A suo Padre, a Recanati.

Mio carissimo papa,

Napoli, 27 maggio 1837.

Se scamperò dal cholera, e subito che la mia salute lo permetterà, io farò ogni possibile per rivederla in qualunque stagione; perchè ancor io mi do fretta, persuaso oramai dai fatti di quello che sempre ho preveduto, che il termine prescritto da Dio alla mia vita non sia molto lontano. I miei patimenti fisici giornalieri e incurabili sono arrivati con l'età ad un grado tale che non possono più crescere; spero che superata finalmente la frivola resistenza che oppone loro il moribondo mio corpo, mi condurranno all' eterno riposo, che invoco caldamente ogni giorno non per eroismo, ma per il rigore delle pene che provo.

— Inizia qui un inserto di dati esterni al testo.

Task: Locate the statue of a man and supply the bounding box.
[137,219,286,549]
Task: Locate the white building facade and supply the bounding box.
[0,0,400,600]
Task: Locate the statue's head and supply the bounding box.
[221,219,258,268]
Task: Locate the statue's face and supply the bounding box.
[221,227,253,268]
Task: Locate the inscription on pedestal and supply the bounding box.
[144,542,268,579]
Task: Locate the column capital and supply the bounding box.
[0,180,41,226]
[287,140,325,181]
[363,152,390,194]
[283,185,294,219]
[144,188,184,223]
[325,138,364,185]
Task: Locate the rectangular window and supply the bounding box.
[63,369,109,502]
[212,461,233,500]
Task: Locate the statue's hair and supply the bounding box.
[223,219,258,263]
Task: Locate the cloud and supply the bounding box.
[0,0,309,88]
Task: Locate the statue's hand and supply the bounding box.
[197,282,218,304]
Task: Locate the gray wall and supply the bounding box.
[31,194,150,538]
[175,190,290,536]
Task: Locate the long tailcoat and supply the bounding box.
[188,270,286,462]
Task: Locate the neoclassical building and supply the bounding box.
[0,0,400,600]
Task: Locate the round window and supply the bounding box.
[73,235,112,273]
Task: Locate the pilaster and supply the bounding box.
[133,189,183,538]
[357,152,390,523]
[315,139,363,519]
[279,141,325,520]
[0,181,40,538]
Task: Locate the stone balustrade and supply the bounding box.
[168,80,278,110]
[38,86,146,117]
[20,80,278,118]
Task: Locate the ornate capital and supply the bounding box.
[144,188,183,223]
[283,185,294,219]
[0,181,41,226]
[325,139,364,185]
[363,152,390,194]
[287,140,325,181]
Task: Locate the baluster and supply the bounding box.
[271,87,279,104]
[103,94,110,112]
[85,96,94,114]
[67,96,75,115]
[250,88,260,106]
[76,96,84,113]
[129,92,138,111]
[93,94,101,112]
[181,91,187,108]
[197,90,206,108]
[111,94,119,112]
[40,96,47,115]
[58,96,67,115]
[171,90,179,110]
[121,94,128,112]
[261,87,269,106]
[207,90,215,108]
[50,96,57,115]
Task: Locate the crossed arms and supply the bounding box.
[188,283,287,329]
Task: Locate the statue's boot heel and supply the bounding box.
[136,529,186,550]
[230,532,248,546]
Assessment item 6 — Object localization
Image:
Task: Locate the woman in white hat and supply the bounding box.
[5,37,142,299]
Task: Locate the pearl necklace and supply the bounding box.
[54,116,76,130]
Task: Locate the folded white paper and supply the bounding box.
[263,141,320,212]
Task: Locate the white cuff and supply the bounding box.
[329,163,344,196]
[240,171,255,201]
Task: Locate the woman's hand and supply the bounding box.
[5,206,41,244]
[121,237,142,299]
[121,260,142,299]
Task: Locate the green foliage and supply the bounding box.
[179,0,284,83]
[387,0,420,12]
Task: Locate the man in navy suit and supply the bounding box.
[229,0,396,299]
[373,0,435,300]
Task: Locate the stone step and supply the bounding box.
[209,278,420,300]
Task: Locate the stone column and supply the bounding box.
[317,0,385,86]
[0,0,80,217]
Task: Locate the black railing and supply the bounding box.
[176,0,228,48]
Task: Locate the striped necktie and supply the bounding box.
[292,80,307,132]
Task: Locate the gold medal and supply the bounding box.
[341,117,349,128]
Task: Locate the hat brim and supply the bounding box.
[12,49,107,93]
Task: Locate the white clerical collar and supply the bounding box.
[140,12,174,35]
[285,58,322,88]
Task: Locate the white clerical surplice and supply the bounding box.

Ringrazio teneramente lei e la mamma del dono dei dieci scudi, bacio le mani ad ambedue loro, abbraccio i fratelli, e prego loro tutti a raccomandarmi a Dio, acciocchè dopo ch' io gli avrò riveduti, una buona e pronta morte ponga fine ai miei mali fisici che non possono guarire altrimenti. Il suo amorosissimo figlio Giacomo.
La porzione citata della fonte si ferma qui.